Have been considering buying a generator and am fully aware of all the reasons not to. I know absolutely nothing about Solar Panels Would someone give me advice re cost were to fit size etc My use would be for battery charging 
Thank you


----------



## hilldweller (Mar 8, 2008)

Patsy said:


> Have been considering buying a generator and am fully aware of all the reasons not to. I know absolutely nothing about Solar Panels Would someone give me advice re cost were to fit size etc My use would be for battery charging
> Thank you


Save yourself waiting and type Solar Panel into the search box above.
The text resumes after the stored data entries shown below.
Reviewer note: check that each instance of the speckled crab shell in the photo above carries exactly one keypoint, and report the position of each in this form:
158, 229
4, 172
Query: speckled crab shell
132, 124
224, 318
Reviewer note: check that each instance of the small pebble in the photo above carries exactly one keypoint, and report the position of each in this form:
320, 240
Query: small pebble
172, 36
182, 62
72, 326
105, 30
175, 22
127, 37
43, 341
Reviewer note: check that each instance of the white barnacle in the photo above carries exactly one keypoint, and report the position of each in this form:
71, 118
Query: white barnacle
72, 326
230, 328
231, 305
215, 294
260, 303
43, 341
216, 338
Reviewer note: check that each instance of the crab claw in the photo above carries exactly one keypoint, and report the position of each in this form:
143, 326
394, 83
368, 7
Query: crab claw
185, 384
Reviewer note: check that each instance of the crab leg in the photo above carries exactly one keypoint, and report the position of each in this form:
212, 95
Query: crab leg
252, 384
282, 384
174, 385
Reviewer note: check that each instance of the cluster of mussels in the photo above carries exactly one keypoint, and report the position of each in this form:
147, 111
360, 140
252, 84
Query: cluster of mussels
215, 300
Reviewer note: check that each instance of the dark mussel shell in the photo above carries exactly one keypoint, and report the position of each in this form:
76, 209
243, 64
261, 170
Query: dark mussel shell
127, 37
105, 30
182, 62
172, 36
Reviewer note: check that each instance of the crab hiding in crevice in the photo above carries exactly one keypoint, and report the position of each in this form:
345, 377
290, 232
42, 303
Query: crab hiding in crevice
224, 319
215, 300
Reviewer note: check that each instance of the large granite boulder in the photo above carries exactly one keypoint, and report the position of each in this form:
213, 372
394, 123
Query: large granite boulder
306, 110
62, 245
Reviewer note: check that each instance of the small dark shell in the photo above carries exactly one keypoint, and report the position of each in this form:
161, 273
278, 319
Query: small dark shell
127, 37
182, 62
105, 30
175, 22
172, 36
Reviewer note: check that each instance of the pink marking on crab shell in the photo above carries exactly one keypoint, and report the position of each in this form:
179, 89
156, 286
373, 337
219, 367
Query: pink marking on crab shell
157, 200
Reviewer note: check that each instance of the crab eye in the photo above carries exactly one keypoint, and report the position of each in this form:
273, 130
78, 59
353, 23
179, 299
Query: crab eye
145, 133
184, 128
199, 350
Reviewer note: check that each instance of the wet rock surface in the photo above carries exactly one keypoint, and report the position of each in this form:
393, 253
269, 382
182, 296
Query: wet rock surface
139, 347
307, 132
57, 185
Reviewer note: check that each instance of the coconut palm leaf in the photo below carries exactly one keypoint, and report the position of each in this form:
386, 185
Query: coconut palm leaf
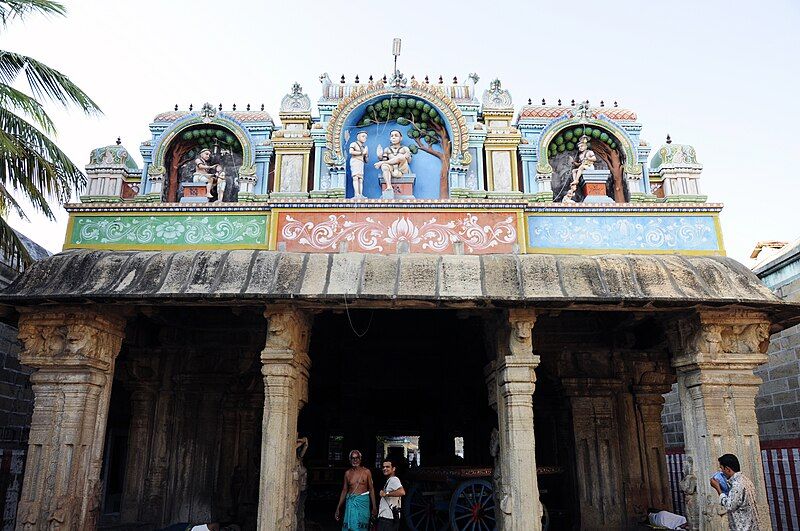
31, 163
45, 82
13, 99
10, 9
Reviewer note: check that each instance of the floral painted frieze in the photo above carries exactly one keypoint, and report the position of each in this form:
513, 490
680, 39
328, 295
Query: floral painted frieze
636, 233
168, 231
383, 232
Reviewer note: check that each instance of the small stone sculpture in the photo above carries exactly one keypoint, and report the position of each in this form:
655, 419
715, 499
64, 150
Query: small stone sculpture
688, 486
584, 161
393, 161
358, 157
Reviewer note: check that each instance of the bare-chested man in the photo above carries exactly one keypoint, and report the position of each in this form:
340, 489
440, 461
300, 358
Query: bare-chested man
357, 496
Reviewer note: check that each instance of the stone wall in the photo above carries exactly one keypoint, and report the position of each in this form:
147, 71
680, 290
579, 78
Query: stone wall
778, 399
16, 406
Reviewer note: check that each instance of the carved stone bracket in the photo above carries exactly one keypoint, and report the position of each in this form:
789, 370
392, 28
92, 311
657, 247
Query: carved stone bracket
714, 354
510, 380
73, 350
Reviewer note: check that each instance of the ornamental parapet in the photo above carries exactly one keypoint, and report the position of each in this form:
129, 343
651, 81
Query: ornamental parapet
466, 226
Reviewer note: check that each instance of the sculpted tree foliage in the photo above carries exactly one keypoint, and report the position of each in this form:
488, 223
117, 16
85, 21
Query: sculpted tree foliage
605, 146
427, 128
31, 164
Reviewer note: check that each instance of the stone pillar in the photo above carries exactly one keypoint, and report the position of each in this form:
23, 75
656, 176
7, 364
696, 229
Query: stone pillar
598, 465
73, 351
714, 354
141, 379
285, 367
511, 381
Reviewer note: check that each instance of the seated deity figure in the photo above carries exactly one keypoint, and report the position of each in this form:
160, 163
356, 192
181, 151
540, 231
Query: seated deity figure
205, 172
584, 161
393, 161
358, 157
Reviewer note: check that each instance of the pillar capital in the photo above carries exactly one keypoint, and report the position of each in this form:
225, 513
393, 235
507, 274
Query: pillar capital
73, 350
285, 368
714, 354
729, 340
69, 338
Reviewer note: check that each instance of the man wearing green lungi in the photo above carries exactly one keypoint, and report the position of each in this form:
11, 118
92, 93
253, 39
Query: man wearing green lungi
358, 496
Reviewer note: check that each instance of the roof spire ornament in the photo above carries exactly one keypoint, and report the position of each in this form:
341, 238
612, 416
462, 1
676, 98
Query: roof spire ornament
207, 111
583, 112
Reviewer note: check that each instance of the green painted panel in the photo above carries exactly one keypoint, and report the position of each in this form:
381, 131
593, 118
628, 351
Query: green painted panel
136, 231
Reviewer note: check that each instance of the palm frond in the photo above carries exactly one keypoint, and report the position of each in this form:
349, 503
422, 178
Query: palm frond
45, 82
31, 163
12, 248
11, 9
13, 99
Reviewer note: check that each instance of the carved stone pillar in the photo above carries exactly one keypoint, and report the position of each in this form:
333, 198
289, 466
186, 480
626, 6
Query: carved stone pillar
285, 367
511, 381
714, 353
647, 376
141, 379
73, 350
598, 463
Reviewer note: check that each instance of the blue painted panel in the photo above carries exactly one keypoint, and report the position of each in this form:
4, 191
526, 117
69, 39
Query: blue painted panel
643, 233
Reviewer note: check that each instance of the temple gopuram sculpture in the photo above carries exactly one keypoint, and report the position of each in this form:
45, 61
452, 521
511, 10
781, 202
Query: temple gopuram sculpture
412, 265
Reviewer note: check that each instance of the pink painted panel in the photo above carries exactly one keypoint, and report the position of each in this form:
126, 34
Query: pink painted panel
380, 232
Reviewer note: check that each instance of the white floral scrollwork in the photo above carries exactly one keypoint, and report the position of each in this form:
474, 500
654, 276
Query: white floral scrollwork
431, 235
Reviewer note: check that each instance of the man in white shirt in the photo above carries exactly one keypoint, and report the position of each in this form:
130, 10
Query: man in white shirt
740, 501
390, 499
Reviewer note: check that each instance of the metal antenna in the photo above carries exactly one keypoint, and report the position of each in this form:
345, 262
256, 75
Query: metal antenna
396, 51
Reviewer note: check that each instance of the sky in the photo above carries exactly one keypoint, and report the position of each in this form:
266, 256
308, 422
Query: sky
719, 75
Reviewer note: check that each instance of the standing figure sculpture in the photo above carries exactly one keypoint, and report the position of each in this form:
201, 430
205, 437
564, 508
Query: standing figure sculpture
358, 157
688, 486
210, 174
584, 161
393, 161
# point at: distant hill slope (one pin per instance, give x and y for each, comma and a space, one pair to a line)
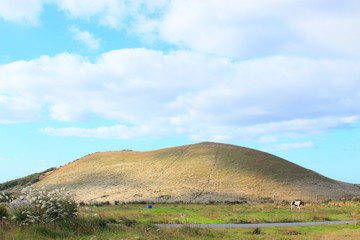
19, 183
201, 172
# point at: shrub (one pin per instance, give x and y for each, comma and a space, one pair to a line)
356, 199
41, 206
6, 197
256, 231
3, 212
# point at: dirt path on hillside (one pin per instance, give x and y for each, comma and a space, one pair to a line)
254, 225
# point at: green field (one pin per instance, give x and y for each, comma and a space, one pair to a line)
135, 221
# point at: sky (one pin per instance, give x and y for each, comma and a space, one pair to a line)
79, 76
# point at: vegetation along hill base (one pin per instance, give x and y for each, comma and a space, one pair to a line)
198, 173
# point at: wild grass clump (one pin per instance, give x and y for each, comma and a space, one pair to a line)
41, 206
6, 197
4, 213
256, 231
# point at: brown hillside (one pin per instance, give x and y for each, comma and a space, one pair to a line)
193, 173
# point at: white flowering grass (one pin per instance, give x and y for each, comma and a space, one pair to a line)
42, 206
6, 197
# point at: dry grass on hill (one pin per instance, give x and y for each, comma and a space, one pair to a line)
201, 172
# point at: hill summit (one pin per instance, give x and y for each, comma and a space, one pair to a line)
203, 172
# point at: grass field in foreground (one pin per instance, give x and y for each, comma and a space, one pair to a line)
254, 213
136, 222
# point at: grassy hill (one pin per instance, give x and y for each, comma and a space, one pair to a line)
201, 172
20, 183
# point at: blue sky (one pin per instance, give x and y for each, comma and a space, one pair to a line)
78, 77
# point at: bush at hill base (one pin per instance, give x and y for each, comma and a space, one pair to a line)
42, 206
6, 197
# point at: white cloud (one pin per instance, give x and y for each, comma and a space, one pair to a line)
288, 146
239, 29
183, 93
247, 29
24, 12
86, 38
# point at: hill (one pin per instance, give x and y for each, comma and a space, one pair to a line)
202, 172
19, 183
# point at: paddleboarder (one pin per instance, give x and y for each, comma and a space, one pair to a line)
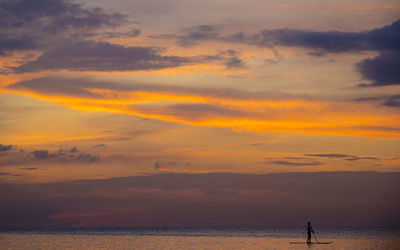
309, 231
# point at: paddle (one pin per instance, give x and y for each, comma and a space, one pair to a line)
315, 236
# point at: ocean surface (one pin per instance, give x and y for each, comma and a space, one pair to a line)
194, 238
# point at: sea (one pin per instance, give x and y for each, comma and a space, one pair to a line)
198, 238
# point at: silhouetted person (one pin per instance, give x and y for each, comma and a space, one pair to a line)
309, 231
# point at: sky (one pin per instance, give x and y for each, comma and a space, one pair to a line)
199, 113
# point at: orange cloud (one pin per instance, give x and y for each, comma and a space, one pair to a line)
237, 110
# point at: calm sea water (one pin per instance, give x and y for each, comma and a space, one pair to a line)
175, 238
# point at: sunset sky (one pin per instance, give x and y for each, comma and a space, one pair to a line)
199, 113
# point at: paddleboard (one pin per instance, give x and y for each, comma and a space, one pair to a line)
298, 242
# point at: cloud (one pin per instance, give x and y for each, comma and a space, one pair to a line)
226, 107
9, 174
282, 199
41, 24
393, 101
193, 112
381, 70
44, 154
198, 33
4, 148
29, 168
291, 163
329, 155
344, 157
103, 56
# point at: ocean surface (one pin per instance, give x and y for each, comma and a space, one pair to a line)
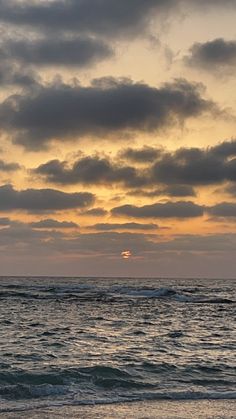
83, 341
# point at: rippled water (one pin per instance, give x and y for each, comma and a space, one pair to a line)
84, 341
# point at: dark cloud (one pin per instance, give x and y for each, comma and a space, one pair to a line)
142, 155
4, 221
175, 173
108, 106
89, 170
104, 17
36, 200
53, 224
15, 75
107, 17
124, 226
171, 190
194, 166
95, 212
223, 209
8, 167
181, 209
214, 56
54, 51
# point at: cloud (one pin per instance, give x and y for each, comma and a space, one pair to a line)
195, 166
174, 173
223, 209
4, 221
53, 224
171, 190
89, 170
104, 17
180, 209
8, 167
13, 74
36, 200
142, 155
94, 212
59, 111
218, 55
76, 51
124, 226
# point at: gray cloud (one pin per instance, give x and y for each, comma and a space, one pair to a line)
214, 56
181, 209
36, 200
107, 17
95, 212
4, 221
170, 190
89, 170
124, 226
108, 106
223, 209
15, 75
142, 155
53, 224
54, 51
104, 17
8, 167
194, 166
175, 173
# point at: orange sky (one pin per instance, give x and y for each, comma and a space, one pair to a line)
124, 126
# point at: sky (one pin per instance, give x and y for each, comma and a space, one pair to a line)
117, 138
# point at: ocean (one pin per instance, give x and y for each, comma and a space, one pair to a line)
105, 341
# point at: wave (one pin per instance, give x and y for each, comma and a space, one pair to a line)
86, 292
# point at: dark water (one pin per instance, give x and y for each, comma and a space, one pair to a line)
85, 341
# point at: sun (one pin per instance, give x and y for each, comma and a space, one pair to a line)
126, 254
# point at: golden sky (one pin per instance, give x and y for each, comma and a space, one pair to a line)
118, 148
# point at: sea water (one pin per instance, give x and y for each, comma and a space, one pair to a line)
82, 341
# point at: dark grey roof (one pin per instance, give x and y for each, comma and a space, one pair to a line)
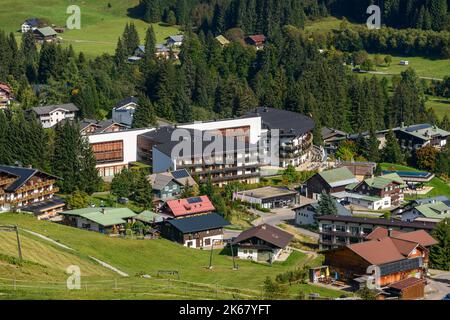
47, 109
22, 174
126, 101
44, 205
101, 125
430, 200
199, 223
380, 222
162, 137
289, 123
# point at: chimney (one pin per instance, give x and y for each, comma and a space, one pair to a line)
389, 232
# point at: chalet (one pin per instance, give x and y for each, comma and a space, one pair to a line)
268, 197
376, 193
30, 190
195, 231
188, 207
222, 40
258, 41
435, 211
398, 256
360, 169
50, 115
175, 41
337, 231
331, 138
115, 149
421, 135
5, 95
329, 181
263, 243
123, 111
169, 185
30, 24
103, 220
293, 131
45, 34
306, 213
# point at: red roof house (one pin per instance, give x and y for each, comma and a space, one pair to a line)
257, 40
5, 94
189, 206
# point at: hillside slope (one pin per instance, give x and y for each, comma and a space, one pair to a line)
101, 25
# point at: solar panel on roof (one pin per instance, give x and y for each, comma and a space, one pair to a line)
194, 200
418, 127
180, 174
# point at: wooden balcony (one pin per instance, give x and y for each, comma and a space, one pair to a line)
34, 196
36, 185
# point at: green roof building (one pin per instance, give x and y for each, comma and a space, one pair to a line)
104, 220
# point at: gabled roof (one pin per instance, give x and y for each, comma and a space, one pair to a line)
160, 180
149, 217
384, 180
68, 107
105, 217
268, 233
46, 31
177, 38
436, 210
188, 206
5, 87
199, 223
22, 174
377, 251
338, 177
222, 40
419, 236
288, 123
257, 38
126, 101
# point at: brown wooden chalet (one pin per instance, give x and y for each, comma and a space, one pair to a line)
27, 189
398, 255
195, 231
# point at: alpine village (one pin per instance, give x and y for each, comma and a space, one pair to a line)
225, 149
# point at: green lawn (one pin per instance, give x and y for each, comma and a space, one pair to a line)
440, 187
134, 257
428, 68
100, 26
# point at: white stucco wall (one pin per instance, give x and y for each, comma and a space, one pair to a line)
129, 139
254, 123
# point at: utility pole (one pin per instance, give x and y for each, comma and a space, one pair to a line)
18, 242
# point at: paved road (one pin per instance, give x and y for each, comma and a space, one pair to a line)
284, 215
439, 285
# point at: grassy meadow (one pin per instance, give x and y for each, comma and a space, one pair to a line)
101, 25
45, 261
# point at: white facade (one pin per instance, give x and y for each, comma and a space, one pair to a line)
129, 139
254, 123
55, 116
124, 114
304, 216
213, 239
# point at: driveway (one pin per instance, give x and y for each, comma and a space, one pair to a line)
438, 285
282, 215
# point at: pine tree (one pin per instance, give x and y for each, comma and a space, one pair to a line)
391, 151
145, 113
326, 205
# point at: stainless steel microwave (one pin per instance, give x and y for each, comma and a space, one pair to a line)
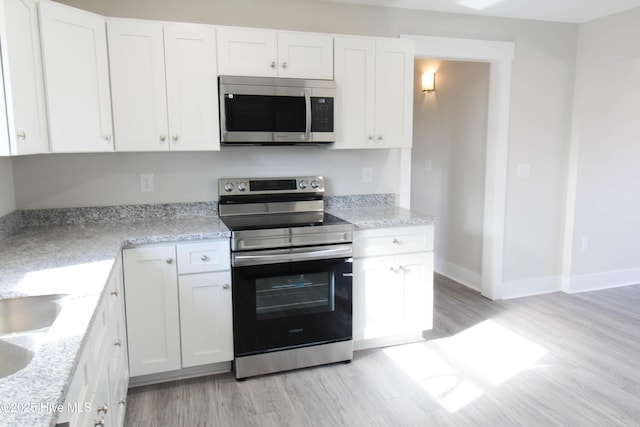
276, 111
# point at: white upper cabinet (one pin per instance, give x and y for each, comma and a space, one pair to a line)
374, 99
74, 52
23, 81
264, 53
394, 93
163, 86
192, 87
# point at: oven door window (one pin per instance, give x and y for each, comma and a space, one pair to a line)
294, 295
278, 306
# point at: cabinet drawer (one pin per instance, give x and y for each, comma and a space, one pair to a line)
203, 257
390, 241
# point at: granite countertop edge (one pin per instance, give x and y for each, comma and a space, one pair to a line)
30, 396
44, 383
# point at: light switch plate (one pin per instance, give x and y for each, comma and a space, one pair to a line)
146, 182
367, 175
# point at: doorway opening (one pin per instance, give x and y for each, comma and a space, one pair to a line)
448, 162
499, 55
It's been done to death many times this year alone.


----------



## aultymer (Jun 20, 2006)

Ditto


----------



## geraldandannie (Jun 4, 2006)

hilldweller said:


> It's been done to death many times this year alone.


Indeed.

Mind you, slightly more helpfully, you might expect to pay something in the order of £600 or more to have a 80W solar panel fitted and working. This should be enough for 'normal' use, but it depends on how much electric you use, how much sun is shining, etc etc etc. Names that have been recommended (from memory) are A B Butt, Solar Systems, Moore Power and Van Bitz.

Gerald


----------



## Patsy (May 1, 2005)

Thank you Gerald for your short and informative reply Exactly what I wanted Tried thread as suggested and was unable to find what I wanted to know To be fair though I did not open all replies


----------



## spindrifter (Nov 14, 2006)

Hi patsy

Just a quick addition to afore mentioned. You will need to store the electricity you generate should you go down the solar panel route. It's no use generating the power if you cannot store it! So you might consider fitting a second leisure battery. Ideally two (new, so matched) 110 volt batteries would be the way to go - this, with an 80watt solar panel - would give you independence from EHU for approx 10 days with judicious use of on-board appliances. Solar panels use daylight, not sunlight to generate electricity - although they generate more power in direct sunlight - but again this depends on the angle of the sun shining on the panel. I have an 80 watt panel and 2 x 110 v batteries and they do the job admirably.

Good Luck

David


----------



## Patsy (May 1, 2005)

Perfect David exactley what I wanted to know


----------